Session configuration
Each session can have its own configuration:
| Field | Description |
|---|---|
model | AI model to use (e.g., claude-3-opus) |
provider | AI provider (anthropic, openai, etc.) |
systemPrompt | Custom system prompt |
temperature | Generation temperature (0.0 - 1.0) |
The default configuration comes from the organization settings, but you can customize it for specific sessions.
Response modes
The AI can operate in different modes depending on the complexity of what you're discussing:
Streaming
You see the response as it's being generated. Ideal for rapid iteration and fluid dialogue.
Thinking
The AI reasons step by step before responding. Better for complex problems where you need deep analysis.

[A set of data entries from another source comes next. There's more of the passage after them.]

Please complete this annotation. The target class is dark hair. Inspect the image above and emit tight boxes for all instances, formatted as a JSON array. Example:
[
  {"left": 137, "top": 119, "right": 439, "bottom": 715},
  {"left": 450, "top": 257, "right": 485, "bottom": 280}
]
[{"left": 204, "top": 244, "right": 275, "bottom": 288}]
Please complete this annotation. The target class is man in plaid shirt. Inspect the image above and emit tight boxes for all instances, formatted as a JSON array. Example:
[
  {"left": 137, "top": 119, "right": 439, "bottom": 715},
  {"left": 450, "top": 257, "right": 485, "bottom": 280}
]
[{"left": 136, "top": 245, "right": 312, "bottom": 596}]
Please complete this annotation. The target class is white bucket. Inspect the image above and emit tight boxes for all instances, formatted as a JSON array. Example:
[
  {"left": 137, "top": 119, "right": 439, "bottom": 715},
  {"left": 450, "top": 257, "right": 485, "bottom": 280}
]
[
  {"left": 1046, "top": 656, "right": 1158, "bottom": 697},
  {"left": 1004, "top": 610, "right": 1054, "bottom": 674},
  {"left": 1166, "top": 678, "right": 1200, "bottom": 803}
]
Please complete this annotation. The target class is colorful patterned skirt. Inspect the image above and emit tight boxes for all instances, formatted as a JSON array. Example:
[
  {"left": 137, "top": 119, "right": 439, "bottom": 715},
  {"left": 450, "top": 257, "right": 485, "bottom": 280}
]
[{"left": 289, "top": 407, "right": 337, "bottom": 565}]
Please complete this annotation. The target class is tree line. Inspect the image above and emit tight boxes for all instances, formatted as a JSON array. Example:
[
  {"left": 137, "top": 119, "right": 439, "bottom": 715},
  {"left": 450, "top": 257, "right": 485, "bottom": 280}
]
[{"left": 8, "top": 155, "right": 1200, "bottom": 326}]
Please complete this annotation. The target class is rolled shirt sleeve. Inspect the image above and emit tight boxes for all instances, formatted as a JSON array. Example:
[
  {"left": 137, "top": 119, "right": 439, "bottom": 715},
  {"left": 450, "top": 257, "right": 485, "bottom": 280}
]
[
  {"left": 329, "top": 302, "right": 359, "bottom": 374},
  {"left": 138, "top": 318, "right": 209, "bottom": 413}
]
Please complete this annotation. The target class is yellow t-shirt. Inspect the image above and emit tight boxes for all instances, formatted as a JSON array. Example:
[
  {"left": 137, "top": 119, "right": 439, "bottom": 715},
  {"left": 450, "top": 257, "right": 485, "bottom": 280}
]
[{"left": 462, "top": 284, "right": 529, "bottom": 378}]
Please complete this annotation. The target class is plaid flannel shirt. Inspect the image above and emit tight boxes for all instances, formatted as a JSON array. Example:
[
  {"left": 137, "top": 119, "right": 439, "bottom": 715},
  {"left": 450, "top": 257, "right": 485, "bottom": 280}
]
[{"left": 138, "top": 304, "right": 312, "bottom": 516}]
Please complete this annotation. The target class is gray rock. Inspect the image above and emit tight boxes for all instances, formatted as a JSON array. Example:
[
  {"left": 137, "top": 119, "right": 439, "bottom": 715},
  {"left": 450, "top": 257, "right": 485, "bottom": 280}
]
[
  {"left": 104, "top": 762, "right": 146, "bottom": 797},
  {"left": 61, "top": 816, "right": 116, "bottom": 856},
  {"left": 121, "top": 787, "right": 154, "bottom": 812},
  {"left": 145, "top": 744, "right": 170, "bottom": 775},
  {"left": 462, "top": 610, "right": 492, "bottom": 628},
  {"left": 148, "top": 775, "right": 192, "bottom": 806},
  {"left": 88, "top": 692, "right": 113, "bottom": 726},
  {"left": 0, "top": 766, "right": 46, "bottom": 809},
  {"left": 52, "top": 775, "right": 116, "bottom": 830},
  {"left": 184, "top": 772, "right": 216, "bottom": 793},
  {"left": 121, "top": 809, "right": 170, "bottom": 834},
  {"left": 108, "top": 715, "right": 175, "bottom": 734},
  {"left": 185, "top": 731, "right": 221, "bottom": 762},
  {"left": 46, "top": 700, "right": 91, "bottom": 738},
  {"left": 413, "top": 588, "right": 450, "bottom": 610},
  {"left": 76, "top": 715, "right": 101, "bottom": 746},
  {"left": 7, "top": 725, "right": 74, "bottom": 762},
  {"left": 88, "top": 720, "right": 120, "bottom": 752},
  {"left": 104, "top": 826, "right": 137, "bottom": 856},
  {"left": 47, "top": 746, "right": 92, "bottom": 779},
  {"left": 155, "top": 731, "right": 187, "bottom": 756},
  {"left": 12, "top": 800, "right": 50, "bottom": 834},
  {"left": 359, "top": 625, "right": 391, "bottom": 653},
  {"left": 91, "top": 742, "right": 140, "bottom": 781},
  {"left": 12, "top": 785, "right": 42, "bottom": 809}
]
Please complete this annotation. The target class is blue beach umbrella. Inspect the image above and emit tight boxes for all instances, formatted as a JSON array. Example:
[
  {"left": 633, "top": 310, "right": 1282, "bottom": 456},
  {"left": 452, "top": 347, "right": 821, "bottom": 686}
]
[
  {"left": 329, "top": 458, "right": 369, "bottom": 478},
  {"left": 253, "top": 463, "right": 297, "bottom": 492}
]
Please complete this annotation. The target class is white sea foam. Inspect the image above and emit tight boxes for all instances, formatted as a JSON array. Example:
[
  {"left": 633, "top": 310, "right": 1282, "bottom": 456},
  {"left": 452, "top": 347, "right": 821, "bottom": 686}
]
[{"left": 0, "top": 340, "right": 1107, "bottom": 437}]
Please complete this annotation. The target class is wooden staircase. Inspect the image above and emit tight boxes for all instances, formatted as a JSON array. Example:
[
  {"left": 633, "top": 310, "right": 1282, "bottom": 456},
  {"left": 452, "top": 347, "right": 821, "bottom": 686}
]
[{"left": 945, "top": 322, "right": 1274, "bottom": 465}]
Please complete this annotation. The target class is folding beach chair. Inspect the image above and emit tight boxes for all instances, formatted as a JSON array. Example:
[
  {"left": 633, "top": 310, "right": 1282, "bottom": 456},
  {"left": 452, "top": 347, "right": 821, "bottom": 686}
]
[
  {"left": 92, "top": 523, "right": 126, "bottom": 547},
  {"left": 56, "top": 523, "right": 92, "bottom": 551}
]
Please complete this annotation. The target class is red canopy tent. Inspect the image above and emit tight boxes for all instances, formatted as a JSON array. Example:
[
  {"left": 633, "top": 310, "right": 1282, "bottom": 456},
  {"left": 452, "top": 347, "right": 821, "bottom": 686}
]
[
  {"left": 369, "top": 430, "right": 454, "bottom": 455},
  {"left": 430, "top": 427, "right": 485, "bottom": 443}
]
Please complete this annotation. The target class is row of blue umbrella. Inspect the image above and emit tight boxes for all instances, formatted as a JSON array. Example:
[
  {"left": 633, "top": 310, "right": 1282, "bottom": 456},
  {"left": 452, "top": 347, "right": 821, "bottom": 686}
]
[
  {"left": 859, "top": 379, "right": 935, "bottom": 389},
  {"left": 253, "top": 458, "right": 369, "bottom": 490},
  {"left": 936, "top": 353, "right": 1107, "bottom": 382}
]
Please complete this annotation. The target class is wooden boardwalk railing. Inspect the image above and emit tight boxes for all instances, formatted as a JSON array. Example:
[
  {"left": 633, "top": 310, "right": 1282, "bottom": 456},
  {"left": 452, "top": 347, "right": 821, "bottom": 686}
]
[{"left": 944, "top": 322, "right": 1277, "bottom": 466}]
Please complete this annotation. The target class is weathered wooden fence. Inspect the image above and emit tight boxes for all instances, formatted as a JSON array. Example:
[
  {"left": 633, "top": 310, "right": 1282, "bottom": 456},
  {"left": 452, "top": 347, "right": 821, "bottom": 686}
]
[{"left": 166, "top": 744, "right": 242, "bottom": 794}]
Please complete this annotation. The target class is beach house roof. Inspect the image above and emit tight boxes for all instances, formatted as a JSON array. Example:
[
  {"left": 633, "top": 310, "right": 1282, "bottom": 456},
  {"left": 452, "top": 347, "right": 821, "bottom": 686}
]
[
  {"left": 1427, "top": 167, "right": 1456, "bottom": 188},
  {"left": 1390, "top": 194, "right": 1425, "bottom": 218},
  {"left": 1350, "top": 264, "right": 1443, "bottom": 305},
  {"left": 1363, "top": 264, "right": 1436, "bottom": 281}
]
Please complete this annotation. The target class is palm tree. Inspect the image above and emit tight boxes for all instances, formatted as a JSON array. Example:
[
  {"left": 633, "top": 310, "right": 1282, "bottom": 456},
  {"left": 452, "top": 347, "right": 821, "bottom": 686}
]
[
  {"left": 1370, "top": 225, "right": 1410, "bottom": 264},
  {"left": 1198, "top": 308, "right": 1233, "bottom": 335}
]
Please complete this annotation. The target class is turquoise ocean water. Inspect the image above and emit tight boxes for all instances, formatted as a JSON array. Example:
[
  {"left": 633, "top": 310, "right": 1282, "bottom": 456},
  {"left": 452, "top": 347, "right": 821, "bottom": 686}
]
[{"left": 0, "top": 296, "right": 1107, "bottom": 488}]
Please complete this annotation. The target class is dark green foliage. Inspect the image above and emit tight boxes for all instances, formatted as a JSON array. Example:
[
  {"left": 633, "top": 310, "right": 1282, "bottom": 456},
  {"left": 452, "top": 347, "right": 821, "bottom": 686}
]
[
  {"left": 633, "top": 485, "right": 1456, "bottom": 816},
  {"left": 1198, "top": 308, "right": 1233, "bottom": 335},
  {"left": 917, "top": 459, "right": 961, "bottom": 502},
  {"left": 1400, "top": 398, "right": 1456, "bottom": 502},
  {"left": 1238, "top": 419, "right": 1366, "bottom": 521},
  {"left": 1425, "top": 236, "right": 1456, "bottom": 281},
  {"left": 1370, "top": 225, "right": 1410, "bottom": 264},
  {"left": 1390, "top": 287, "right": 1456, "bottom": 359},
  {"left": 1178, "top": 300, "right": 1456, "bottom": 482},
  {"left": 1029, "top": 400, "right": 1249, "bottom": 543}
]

You can alternate between modes during the session.
Writing effective prompts
Your first message matters. Here are examples of good starting points:
Good starting points
| Prompt | Why it works |
|---|---|
| "I want to add social auth, but I'm not sure if it's worth the effort vs magic links" | Invites the AI to compare alternatives |
| "I need to improve product listing performance, users are complaining about slowness" | Defines the real problem, not the assumed solution |
| "We need to migrate from REST to GraphQL, the team says it's better but I'm not convinced" | Opens space to challenge the decision |
Avoid
| Prompt | Problem |
|---|---|
| "Generate tasks for authentication" | Closes dialogue space, asks for direct output |
| "Build a user CRUD" | No problem to solve, just mechanics |
| "Improve the whole system" | No focus, impossible to challenge |
Prerequisites
To use Planning Sessions you need:
- An AI provider configured with a valid API key
- Available quota in your organization
- A project with at least one active board where the items will be created
Data structure
The session is stored with the following main fields:
| Field | Type | Description |
|---|---|---|
id | uuid | Unique identifier |
organizationId | text | Owning organization |
projectId | uuid | Associated project |
boardId | uuid | Board where items are created |
title | text | Session title |
status | enum | active, completed, archived |
config | json | model, provider, systemPrompt, temperature |
result | json | summary, workItemsCreated, seedsProcessed |
Session messages
Each conversation message has:
| Field | Type | Description |
|---|---|---|
role | enum | user, assistant, system |
content | text | Message content |
messageType | varchar | Message type |
inputTokens | integer | Input tokens |
outputTokens | integer | Output tokens |
MCP Tools
| Tool | Description | Main parameters |
|---|---|---|
record_ai_session | Records a planning session | projectId, prompt, response, tokensUsed |
get_ai_sessions | Retrieves the session history for a project | projectId, limit |
Example: Recording a session
Tool: record_ai_session
Parameters:
projectId: "project-uuid"
prompt: "I need a push notification system"
response: "AI-generated proposal..."
tokensUsed: 1250
Access route
The main route for Planning Sessions is /plan. From there you can start new sessions, view history, and continue paused sessions.